The issue is not whether Nigerians or Africans are intelligent. That argument is tired. The issue is whether our ecosystem consistently produces, exposes, transfers, rewards, and retains engineering judgment at scale.
Too much is still accidental. You become good because you found one rare senior who cared. You learn architecture because one company happened to have a strong internal culture. You understand production because one incident almost killed you. You learn communication because you personally decided to study speakers and writers.
That is too fragile for an ecosystem that wants to build companies capable of competing outside their home market.
A serious ecosystem puts education inside its operating system.
It builds ladders. It creates public memory. It rewards people who teach. It makes juniors practice senior behaviors early. It makes seniors explain their judgment. It makes companies invest in feeder systems.
It makes conferences worth attending because the talks carry real experience. It makes engineering blogs worth reading because they are not PR announcements disguised as technical insight. It makes technical writing normal, public speaking normal, documentation normal, and criticism normal.
We do not grow by pretending we are already world-class in every dimension. We do not grow by insulting ourselves either. We grow by telling the truth, copying what works, adapting it to our context, and doing the boring work of building institutions around knowledge.
The Bar Is Currently On The Floor
Here is the bar I am arguing for:
Can you build, explain what you built, document why you built it that way, teach someone else to build better, communicate the tradeoffs to people outside your technical bubble, and leave the team, company, and ecosystem smarter than you found it?

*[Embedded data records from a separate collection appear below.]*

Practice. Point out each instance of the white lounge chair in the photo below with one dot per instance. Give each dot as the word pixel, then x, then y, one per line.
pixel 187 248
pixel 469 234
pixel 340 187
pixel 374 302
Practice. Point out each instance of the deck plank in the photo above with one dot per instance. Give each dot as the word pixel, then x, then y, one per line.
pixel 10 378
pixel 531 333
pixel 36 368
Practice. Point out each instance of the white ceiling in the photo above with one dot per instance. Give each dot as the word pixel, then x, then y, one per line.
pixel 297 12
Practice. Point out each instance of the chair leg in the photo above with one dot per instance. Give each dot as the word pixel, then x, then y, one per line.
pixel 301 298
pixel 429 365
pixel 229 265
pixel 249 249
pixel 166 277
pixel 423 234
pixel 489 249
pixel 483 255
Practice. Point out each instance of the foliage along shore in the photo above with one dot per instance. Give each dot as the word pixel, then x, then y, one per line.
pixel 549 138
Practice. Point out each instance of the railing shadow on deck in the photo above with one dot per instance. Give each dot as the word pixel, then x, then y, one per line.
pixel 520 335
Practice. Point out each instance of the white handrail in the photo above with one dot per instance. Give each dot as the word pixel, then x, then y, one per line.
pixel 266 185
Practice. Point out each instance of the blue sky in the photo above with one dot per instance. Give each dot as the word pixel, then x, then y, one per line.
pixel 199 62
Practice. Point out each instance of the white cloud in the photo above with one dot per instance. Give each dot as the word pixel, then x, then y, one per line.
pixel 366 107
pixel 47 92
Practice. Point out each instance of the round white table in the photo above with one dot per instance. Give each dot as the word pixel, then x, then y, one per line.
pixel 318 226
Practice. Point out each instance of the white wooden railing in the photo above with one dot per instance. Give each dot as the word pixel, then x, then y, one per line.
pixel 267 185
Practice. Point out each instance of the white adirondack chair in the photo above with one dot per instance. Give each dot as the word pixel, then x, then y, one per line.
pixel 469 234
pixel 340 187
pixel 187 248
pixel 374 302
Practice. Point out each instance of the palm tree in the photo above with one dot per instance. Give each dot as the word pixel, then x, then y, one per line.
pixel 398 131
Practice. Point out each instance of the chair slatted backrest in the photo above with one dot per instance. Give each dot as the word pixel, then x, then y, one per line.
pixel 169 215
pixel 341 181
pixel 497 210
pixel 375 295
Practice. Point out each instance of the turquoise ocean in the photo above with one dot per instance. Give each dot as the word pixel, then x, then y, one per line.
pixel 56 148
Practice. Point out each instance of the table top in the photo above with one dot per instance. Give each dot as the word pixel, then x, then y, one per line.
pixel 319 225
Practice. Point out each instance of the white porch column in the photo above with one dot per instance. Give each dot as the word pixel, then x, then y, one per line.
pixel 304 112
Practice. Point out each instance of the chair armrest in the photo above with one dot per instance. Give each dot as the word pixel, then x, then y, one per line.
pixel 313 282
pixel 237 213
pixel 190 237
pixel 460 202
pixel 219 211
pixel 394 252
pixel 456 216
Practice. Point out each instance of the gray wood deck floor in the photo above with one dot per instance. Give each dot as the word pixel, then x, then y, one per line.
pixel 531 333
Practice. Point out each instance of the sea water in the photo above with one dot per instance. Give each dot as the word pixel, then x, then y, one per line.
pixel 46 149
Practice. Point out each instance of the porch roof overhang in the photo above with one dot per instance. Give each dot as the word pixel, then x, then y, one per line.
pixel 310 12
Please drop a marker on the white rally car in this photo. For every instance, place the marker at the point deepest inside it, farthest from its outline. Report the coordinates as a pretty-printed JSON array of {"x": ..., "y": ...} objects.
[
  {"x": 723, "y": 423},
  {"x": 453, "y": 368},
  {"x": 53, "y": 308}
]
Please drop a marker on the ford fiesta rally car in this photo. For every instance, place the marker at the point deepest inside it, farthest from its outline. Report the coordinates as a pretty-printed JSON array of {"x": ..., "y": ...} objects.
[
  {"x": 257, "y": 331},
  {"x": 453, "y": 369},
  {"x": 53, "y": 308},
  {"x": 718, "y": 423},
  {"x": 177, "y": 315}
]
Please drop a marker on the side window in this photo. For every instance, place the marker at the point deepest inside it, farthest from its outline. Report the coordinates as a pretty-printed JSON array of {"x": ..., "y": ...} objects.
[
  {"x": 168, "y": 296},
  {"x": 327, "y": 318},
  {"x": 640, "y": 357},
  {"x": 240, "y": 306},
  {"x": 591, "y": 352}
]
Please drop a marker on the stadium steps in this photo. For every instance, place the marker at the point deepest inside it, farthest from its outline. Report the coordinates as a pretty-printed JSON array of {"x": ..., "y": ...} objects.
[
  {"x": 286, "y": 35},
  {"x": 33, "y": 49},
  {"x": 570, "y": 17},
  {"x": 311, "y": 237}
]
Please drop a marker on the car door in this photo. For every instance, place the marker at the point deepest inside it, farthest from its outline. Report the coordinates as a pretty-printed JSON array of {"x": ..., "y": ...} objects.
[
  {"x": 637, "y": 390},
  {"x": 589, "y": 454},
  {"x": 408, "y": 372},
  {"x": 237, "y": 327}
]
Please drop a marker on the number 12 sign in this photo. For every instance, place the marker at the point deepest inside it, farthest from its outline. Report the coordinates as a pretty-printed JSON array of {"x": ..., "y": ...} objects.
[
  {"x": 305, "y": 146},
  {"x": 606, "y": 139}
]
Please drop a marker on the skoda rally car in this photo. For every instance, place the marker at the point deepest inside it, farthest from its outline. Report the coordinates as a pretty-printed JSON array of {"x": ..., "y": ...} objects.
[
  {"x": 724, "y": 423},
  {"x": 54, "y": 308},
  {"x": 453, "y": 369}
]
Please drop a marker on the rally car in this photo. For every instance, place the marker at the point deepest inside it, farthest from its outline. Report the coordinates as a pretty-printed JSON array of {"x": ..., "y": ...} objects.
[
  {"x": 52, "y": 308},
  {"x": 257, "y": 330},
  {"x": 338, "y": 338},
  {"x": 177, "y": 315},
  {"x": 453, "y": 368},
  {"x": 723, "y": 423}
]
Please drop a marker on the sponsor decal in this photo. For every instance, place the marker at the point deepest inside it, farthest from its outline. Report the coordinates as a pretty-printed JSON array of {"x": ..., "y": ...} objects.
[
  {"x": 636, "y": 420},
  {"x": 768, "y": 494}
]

Seniority, in that sense, is not title, age, years of experience, or the number of systems you have survived. It is judgment plus transfer.
Technical depth matters; nobody is arguing otherwise. But communication is what turns individual competence into organizational leverage.
Until education becomes part of our engineering DNA, we will keep producing isolated brilliance instead of a compounding ecosystem.
The work is to stop treating excellence as an accident of which senior an engineer happened to meet, and start building an ecosystem that can reproduce it on purpose.